Sonntag, 10. Juni 2018

Rezension: "Verstummt" von Karin Slaughter

Titel: Verstummt
Autorin: Karin Slaughter
Verlag: Blanvalet
Seitenzahl: 528
Genre: Thriller

Inhalt (Klappentext)

Detective Michael Ormewood hat in seinem Berufsleben schon viel Schreckliches gesehen. Aber der Tatort, zu dem er diesmal gerufen wird, stellt alles in den Schatten. In einer verrufenen Wohnsiedlung in Atlanta liegt die junge Prostituierte Aleesha tot im Treppenhaus. Ihr Mörder hat sie furchtbar zugerichtet. Das Werk eines krankhaften Serientäters? Alles deutet darauf hin. Michael sieht sich daher gezwungen, mit Special Agent Will Trent zusammenzuarbeiten, einem Mann, dem er instinktiv misstraut. Und mit der Polizistin Angie Polaski, die verdeckt ermittelt und früher seine Geliebte war – bevor sie zur Feindin wurde. Nur wenige Stunden nach Auffinden der Leiche verschafft sich das Böse Zutritt zu Michaels eigenem Haus. Und es sieht ganz danach aus, als ob das Geheimnis hinter all dem Wahnsinn untrennbar mit Michael selbst verknüpft ist. Längst Vergangenes sickert in die Gegenwart wie Gift in seine Adern...

Meine Meinung

Durch Karin Slaughter habe ich damals meine Liebe zu Thrillern entdeckt, denn ihre "Grant-County-Serie" um Sara Linton war die erste Thriller-Reihe, die ich überhaupt gelesen habe. Deshalb war es nun langsam mal an der Zeit, dass ich mich ihrer "Georgia-Reihe" rund um Will Trent widme. Und direkt das erste Buch der Reihe hat mich wieder absolut überzeugt. 

"Verstummt" ist ein spannender Thriller, der in drei Teile gegliedert ist und der, vor allem am Ende der ersten beiden Teile, mit unerwarteten Wendungen überrascht. 

Will Trent mochte ich unheimlich gerne. Er ist eine total sympathische Person und wird gerade durch seine Schwächen so interessant.

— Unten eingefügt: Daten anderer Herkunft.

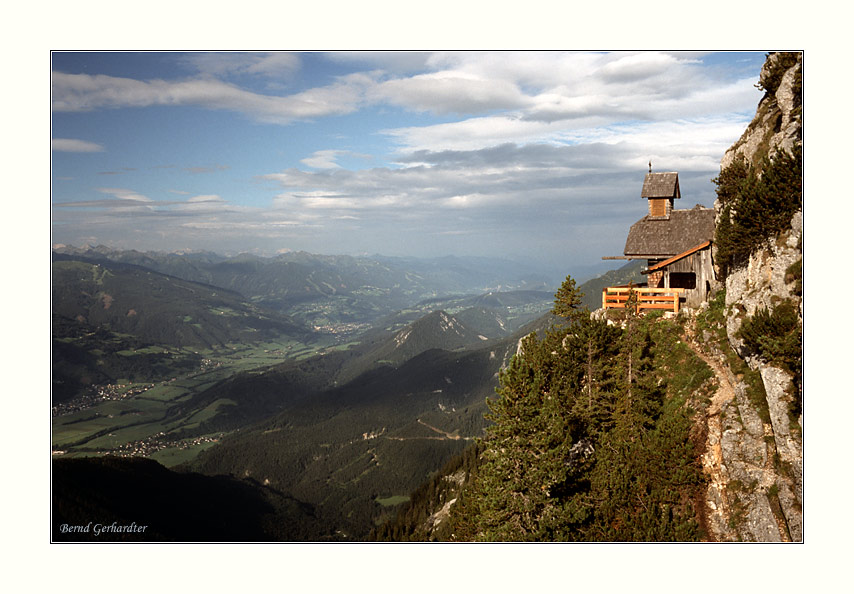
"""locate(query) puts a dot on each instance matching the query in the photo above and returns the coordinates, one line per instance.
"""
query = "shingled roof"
(661, 185)
(684, 230)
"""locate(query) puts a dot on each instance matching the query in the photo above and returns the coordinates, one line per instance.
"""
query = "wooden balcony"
(647, 298)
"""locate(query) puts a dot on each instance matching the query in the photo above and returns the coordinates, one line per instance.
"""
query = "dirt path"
(716, 504)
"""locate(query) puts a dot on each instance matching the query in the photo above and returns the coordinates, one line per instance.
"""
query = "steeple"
(660, 189)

Die Polizistin Angie Polaski ist ebenfalls ein außergewöhnlicher, wenn auch etwas schwieriger Charakter. Beide haben in ihrer Kindheit und Jugend schlimme Dinge erlebt und ihr Schicksal hat mich sehr berührt und erschüttert. 

Auch die Geschichte von John Shelley, dem mutmaßlichen Täter, hat mich sehr mitgenommen. Die Schilderungen von seinen Erlebnissen im Gefängnis sind so grausam, dass ich richtig mitgelitten habe. Und genau das ist es, was das Buch für mich so gut gemacht hat. Die Autorin hat einen so mitreißenden und packenden Schreibstil, der einen aufwühlt und mitfühlen lässt. Die Sprache ist zwar recht derb, aber ich finde, dass das zu so einem Thriller durchaus passt. 

Allerdings ist das Buch nichts für schwache Nerven! Denn es geht zuweilen recht blutig und brutal zu. Der Täter beißt seinen Opfern die Zunge ab und richtet sie auch sonst grausam zu. Misshandlungen und Vergewaltigungen spielen eine große Rolle. 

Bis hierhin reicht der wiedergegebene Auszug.